Workplace Training leads young mother to college

Rhiannon Lay was determined not to be a drop-out statistic when she became a mother during her junior year at Apollo High School in Glendale. So she transferred to Mesa Distance Learning Program and completed her high school certification online.
After high school, Lay got married and was raising her three young daughters. She worked in the banking industry and took some classes at a for-profit college.
Then Lay got a job as a property and casualty insurance specialist with USAA.
The job was more than an income. It paved the way for Lay to earn a college degree.

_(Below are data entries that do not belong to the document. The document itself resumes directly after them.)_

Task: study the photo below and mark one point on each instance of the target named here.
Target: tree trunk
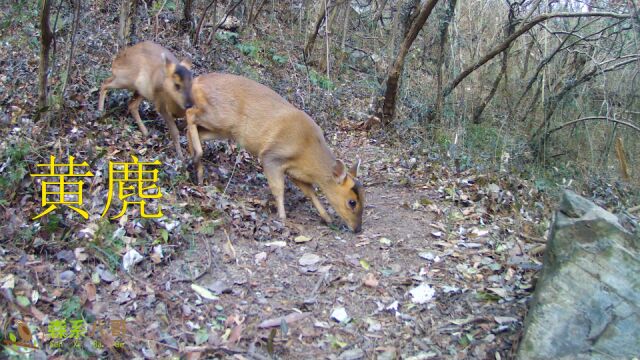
(541, 135)
(196, 34)
(127, 31)
(187, 13)
(46, 37)
(477, 119)
(186, 23)
(477, 116)
(74, 31)
(313, 30)
(444, 31)
(345, 24)
(386, 106)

USAA in one of several Valley companies that partner with Rio Salado College to offer industry-specific workplace education. Employees get customized training that earn college credits leading to certificate and degree completion. Employers get a more educated and engaged workforce.
“Since 2002, more than 5,000 USAA employees have successfully completed their workplace training and earned college credits through our partnership,” said Susan Lawrence, Director of Corporate and Government Partnerships at Rio Salado in a pres release.
During her first year at USAA, Lay enrolled in a certificate program.
“I was determined to set a good example for my daughters and let them know they can do anything they set their mind to,” Lay said.
When the certificate program ended, Lay met with a Rio Salado advisor and learned that some of her previous college credits could be applied to a degree program.
“Employees can accelerate their degree completion when they consolidate workplace training with additional credits earned at Rio Salado or elsewhere,” Lawrence said. “Many times they only need a few courses to earn their degree.”
Lay graduated from Rio Salado in May with an associate degree in organizational management, and has already experienced the benefits of her education at work.
“We’re encouraged to think outside the box to solve problems and find innovative solutions, so I find myself putting my coursework into practice almost daily at USAA,” Lay said.
Although she admits going to school while working full time and being a full-time parent was a lot of hard work, Lay plans to pursue a bachelor’s degree at Arizona State University in the fall.
“Nothing worth having comes easily,” she said.